Risk-adjusted returns measure investment performance relative to the risk taken to achieve those returns. A 15% return with 20% volatility may be worse than 10% return with 5% volatility.
Beginner
What It Means
Raw returns don’t tell the whole story. Risk-adjusted returns answer the question: “How much return did I get for each unit of risk I took?” Higher risk-adjusted returns mean more efficient use of risk.
Portfolio Example
| Portfolio | Return | Volatility | Risk-Adjusted? |
|---|
| Portfolio A | 15% | 20% | Lower |
| Portfolio B | 12% | 8% | Higher |
Portfolio B is actually better - it generated nearly as much return with far less risk.
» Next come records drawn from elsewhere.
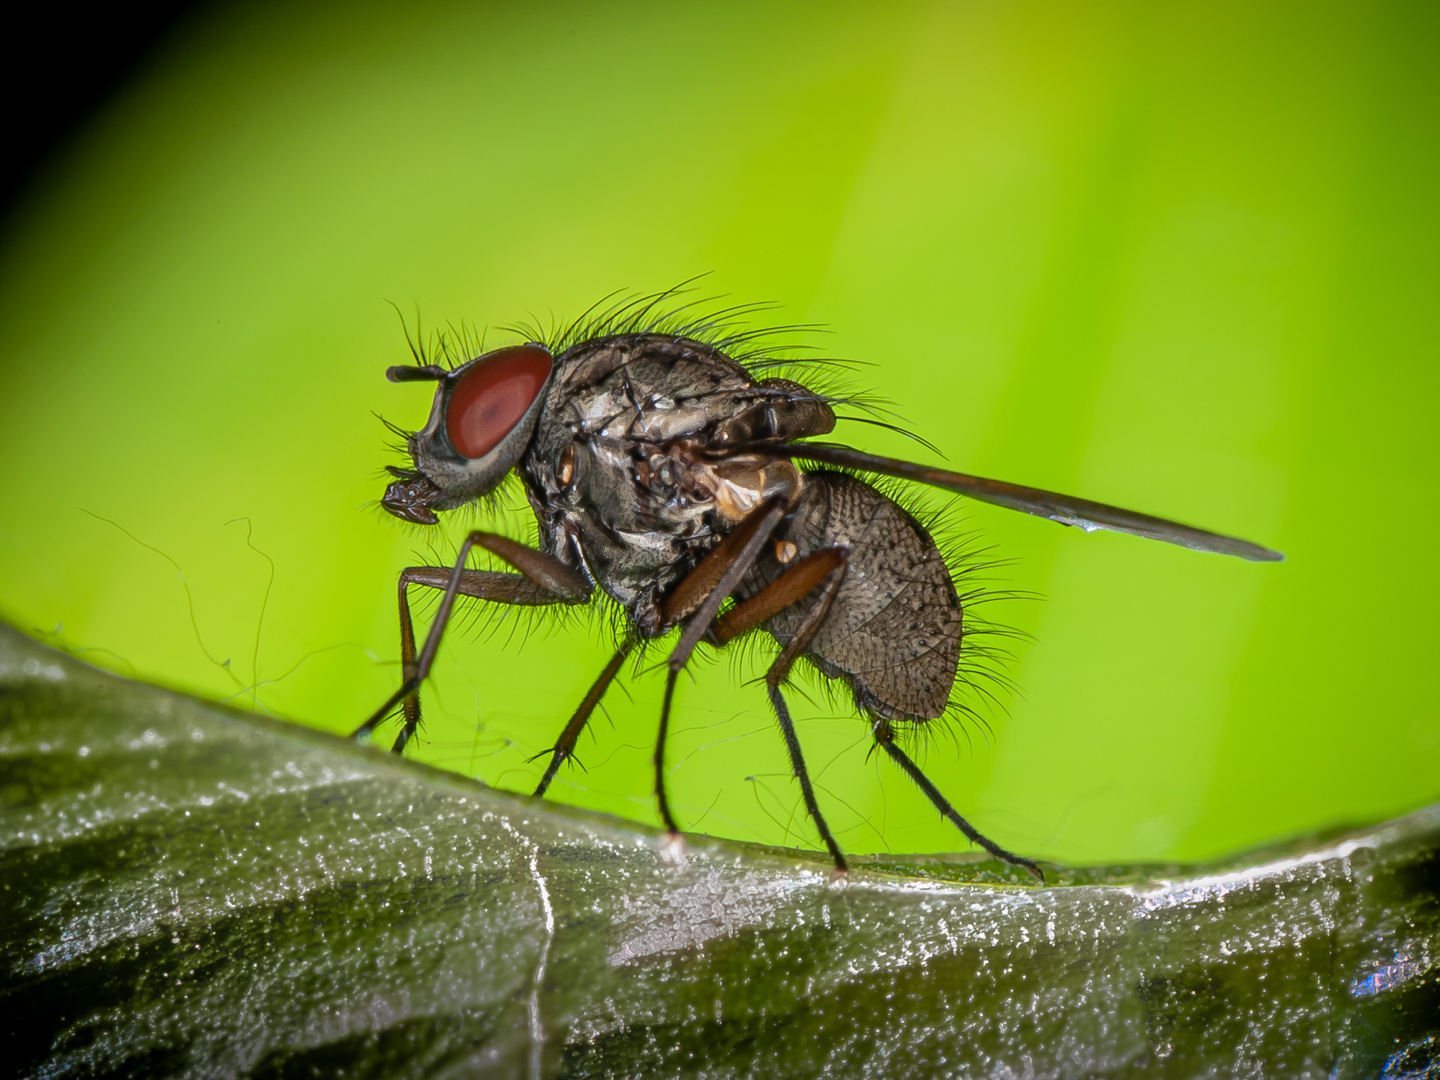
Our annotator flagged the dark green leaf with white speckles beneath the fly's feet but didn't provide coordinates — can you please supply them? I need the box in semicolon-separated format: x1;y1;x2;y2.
0;628;1440;1077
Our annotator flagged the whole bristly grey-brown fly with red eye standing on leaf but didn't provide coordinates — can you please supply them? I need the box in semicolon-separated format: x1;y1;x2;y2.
356;294;1283;880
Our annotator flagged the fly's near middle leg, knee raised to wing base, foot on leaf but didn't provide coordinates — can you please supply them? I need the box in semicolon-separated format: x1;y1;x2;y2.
655;495;789;835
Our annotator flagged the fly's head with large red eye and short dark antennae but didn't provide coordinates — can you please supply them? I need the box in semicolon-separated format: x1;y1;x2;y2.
382;344;554;526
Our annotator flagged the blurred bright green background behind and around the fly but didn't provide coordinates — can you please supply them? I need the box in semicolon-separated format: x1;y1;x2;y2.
0;3;1440;860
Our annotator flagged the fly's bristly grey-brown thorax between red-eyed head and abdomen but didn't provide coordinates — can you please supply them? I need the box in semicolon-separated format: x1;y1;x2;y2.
509;334;834;634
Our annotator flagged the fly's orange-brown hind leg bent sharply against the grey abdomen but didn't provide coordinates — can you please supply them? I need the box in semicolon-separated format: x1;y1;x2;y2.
711;547;848;873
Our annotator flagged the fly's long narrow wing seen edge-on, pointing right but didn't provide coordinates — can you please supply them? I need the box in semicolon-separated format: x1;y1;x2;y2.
772;442;1284;563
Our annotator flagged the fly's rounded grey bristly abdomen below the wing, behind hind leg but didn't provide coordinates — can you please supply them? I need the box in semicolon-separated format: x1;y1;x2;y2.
765;472;962;721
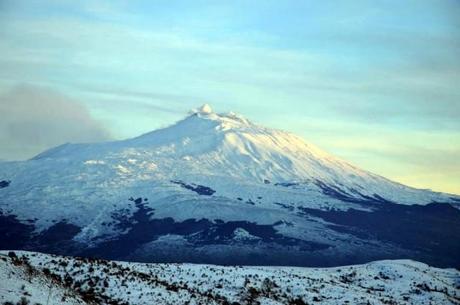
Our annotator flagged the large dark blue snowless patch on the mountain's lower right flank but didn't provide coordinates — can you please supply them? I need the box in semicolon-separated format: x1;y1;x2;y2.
299;203;460;267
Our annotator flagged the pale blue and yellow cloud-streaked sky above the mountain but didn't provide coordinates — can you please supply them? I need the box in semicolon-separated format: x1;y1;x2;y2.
0;0;460;194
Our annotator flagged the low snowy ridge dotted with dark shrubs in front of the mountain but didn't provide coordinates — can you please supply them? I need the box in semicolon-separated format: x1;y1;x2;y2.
0;251;460;305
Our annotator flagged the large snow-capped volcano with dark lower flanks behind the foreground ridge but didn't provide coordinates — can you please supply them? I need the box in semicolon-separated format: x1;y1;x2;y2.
0;105;460;267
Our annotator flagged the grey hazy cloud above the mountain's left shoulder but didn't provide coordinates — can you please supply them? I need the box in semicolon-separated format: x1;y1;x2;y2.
0;85;110;160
You could leverage Portfolio B to match Portfolio A’s risk and get higher returns.
Why It Matters
Comparing raw returns is misleading. A hedge fund returning 20% with 40% volatility isn’t necessarily better than an index fund returning 10% with 15% volatility. Risk-adjusted metrics reveal true performance quality.
Advanced
Key Risk-Adjusted Metrics
| Metric | Formula | Best For |
|---|
| Sharpe Ratio | (Return - Rf) / Volatility | General comparison |
| Sortino Ratio | (Return - Rf) / Downside Dev | Downside-focused |
| Treynor Ratio | (Return - Rf) / Beta | Diversified portfolios |
| Information Ratio | Alpha / Tracking Error | Active managers |
| Calmar Ratio | Return / Max Drawdown | Drawdown-sensitive |
Sharpe Ratio
The most common risk-adjusted measure:
Sharpe Ratio = (Rp - Rf) / σp
Where:
- Rp = Portfolio return
- Rf = Risk-free rate
- σp = Portfolio volatility
| Sharpe | Interpretation |
|---|
| Below 0.5 | Below average |
| 0.5 - 1.0 | Good |
| 1.0 - 1.5 | Very good |
| Above 1.5 | Excellent (rare) |
Sortino Ratio
Focuses only on downside risk:
Sortino Ratio = (Rp - Rf) / Downside Deviation
Downside Deviation = Only negative returns count
Sortino is often preferred because investors don’t mind upside volatility - only downside hurts. A stock that jumps 10% isn’t “risky” in any meaningful sense.
Calmar Ratio
Uses maximum drawdown as the risk measure:
Calmar Ratio = Annual Return / |Maximum Drawdown|
| Calmar | Interpretation |
|---|
| Below 0.5 | Poor |
| 0.5 - 1.0 | Acceptable |
| 1.0 - 2.0 | Good |
| Above 2.0 | Excellent |
Comparing Metrics
| Metric | Risk Measure | Strengths | Weaknesses |
|---|
| Sharpe | Total volatility | Simple, universal | Penalizes upside |
| Sortino | Downside only | More intuitive | Fewer data points |
| Calmar | Max drawdown | Captures tail risk | Single worst event |
| Information | Tracking error | Active management focus | Benchmark dependent |
Practical Application
When to use each metric:
- Sharpe: Comparing any strategies against each other
- Sortino: When you care specifically about losses
- Calmar: When drawdowns are your primary concern
- Information Ratio: Evaluating active managers vs. benchmark
- Treynor: Comparing well-diversified portfolios
Limitations
- Backward-Looking: Past risk-adjusted returns don’t guarantee future performance
- Distribution Assumptions: Most assume normal returns (reality has fat tails)
- Time Period Sensitive: Results vary significantly by measurement period
- Gaming: Some strategies artificially inflate ratios (selling options, smoothing)
A high Sharpe Ratio from selling options or illiquid strategies may mask hidden tail risks. Always understand the source of risk-adjusted returns.